Caso 69 Gaycoins: teria a Apple desejado causar danos psicológicos aos seus clientes?

Um cidadão russo entrou na justiça com um processo contra a Apple por danos morais, argumentando que um aplicativo do iPhone o tornou homossexual.

Segundo matéria que teve acesso a cópia da denúncia, publicada na revista Exame, no dia 03 de outubro de 2019, o autor da ação pediu uma indenização de cerca de US$ 15 mil por danos morais e psicológicos, depois de ter recebido uma criptomoeda chamada “GayCoin” por meio de um aplicativo do smartphone, no lugar dos bitcoins que havia comprado.

Mas, afinal, é possível isso?

Como entender esse pedido à luz da psicologia e do direito?
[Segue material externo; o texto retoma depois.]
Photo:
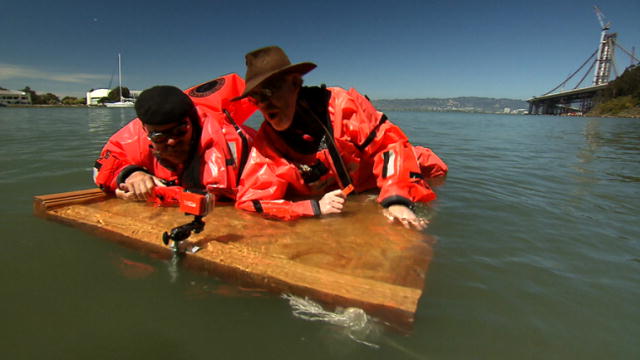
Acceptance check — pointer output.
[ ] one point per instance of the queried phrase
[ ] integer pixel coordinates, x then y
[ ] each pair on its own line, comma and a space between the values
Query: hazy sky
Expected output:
386, 49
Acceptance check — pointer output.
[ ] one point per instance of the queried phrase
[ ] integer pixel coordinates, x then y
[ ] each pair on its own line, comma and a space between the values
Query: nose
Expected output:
171, 141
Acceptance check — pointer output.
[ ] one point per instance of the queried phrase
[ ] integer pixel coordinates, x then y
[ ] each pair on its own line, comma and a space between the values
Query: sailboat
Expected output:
123, 101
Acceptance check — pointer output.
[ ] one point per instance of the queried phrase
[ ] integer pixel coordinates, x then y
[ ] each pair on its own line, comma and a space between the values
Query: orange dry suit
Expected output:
336, 138
220, 153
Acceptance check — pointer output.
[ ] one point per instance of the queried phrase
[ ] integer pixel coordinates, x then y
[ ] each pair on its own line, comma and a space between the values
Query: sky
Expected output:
389, 49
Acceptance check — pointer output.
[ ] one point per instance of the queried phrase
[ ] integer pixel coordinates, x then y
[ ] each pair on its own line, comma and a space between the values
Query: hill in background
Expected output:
463, 104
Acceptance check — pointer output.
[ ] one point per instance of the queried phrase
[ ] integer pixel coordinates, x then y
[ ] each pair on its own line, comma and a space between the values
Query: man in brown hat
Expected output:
322, 143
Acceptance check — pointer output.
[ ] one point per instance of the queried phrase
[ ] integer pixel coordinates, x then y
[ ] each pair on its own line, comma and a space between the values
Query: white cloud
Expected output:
9, 71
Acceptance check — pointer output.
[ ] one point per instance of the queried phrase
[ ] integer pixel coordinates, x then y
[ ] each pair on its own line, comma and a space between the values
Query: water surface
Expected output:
538, 253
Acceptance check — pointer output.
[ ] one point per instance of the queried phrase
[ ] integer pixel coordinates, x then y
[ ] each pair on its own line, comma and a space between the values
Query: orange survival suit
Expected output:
301, 161
223, 146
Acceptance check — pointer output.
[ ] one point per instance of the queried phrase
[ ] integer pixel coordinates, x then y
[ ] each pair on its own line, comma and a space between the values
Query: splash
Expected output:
356, 323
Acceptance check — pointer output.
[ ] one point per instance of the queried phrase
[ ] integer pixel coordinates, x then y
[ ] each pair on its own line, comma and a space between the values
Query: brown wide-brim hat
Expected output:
267, 62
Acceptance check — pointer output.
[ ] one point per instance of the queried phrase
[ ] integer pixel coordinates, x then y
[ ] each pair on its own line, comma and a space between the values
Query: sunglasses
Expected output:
265, 92
176, 132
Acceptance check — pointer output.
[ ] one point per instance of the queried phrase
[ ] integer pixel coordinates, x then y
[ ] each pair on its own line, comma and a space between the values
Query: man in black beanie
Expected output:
177, 142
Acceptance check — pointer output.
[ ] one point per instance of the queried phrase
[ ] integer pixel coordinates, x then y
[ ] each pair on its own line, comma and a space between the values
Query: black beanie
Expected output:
162, 105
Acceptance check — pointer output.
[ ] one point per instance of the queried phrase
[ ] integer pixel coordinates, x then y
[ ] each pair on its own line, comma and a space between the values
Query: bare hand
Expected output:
138, 186
332, 202
405, 216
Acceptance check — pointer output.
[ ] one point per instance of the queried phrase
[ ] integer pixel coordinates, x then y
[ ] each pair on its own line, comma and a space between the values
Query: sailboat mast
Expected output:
120, 77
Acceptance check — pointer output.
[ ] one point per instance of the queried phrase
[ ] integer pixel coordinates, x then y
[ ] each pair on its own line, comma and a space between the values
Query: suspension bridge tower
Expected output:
604, 59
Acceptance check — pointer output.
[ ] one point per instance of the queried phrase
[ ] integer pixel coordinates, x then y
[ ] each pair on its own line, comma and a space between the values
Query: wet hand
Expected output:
405, 216
138, 186
332, 202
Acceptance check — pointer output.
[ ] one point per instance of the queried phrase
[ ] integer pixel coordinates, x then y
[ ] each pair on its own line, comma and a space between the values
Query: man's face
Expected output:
276, 99
171, 142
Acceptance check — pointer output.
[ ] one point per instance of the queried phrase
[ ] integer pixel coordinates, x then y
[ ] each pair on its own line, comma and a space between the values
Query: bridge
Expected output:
580, 100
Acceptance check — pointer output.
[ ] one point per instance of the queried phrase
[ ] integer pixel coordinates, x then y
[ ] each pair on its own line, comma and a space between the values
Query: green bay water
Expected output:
537, 253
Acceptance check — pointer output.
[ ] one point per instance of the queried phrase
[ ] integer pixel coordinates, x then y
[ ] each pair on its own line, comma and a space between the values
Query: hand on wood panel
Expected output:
405, 216
138, 186
332, 202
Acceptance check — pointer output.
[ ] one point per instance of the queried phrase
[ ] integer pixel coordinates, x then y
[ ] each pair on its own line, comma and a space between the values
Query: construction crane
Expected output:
600, 16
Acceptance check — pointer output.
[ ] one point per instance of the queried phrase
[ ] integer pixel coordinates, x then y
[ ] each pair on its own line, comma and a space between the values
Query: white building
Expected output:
10, 97
94, 95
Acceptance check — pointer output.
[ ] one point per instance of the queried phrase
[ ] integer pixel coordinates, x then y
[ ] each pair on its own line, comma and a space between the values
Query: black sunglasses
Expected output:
176, 132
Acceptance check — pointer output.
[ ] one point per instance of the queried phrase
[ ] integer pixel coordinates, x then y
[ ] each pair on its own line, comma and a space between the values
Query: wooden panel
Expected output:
352, 259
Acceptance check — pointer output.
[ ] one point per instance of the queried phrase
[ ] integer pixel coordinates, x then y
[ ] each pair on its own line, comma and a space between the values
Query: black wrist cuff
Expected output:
315, 205
397, 200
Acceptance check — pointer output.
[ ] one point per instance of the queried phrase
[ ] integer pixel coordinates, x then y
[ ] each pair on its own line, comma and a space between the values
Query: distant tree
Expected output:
114, 94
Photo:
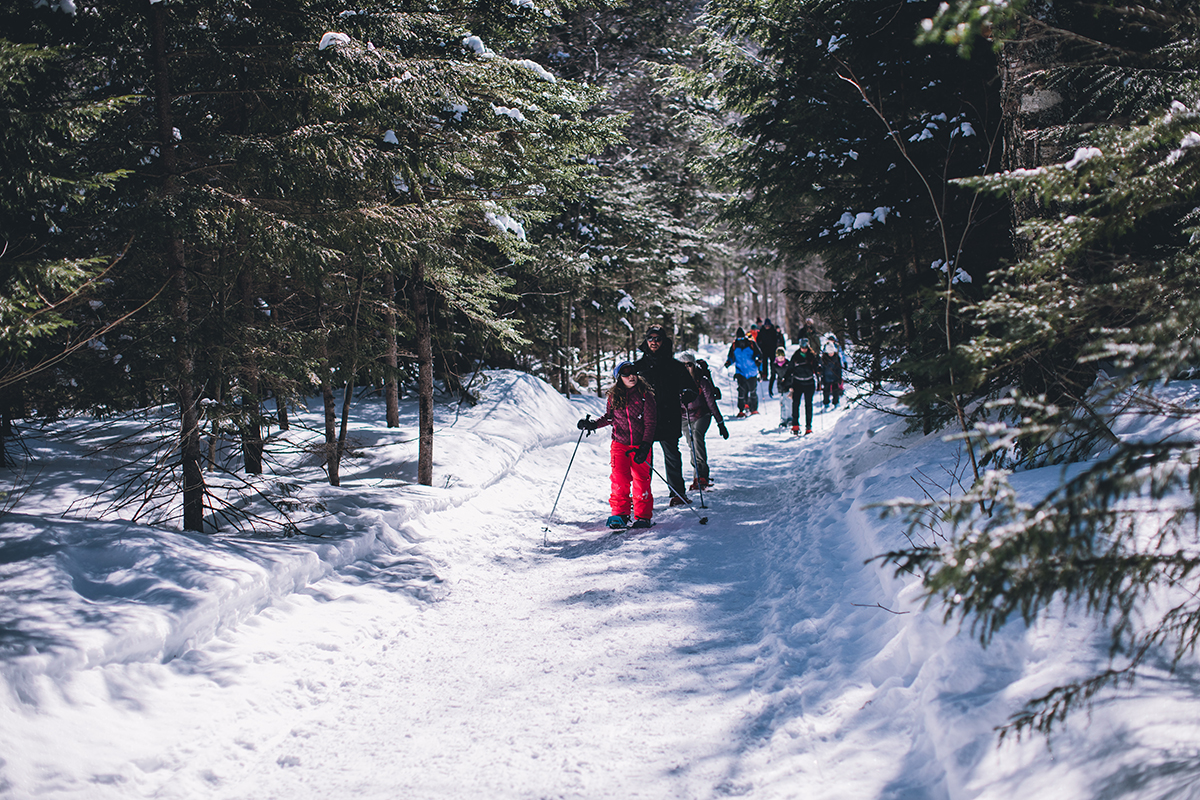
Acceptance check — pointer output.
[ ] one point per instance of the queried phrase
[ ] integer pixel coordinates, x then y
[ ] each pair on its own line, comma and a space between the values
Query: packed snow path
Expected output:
469, 651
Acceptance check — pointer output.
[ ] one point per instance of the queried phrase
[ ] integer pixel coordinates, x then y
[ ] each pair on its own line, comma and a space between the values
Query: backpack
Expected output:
708, 377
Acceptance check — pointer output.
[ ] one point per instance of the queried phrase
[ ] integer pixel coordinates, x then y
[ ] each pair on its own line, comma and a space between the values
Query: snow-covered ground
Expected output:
454, 642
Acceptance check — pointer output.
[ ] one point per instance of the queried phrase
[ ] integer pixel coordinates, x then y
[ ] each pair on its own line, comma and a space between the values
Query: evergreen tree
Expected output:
48, 186
840, 142
288, 158
1093, 319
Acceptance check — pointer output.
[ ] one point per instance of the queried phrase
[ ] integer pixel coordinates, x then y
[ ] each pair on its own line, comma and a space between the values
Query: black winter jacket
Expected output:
802, 370
671, 383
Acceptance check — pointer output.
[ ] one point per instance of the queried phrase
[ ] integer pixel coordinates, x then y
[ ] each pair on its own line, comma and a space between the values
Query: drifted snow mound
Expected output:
82, 593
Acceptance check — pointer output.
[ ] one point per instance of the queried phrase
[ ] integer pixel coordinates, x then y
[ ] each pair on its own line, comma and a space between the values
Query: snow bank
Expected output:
81, 594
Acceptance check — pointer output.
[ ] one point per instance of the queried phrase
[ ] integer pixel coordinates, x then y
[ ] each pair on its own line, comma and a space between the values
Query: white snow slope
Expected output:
450, 642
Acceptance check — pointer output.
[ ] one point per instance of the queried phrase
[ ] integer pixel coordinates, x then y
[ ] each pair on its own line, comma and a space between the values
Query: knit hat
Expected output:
616, 371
Por definição, o dano psíquico pode ser compreendido como uma moléstia ou perturbação de cunho psicopatológico nova na biografia de uma pessoa, que tenha relação a um evento traumático na vida de uma pessoa, estabelecendo assim o nexo causal.

Já o trauma, do ponto de vista psicológico, é resultado de um evento externo que tem o poder de alterar significativamente a qualidade de vida de um individuo, obviamente produzindo uma experiência que gera sofrimento em quem a vivência, sendo interpretada subjetivamente como um evento nefasto e prejudicial.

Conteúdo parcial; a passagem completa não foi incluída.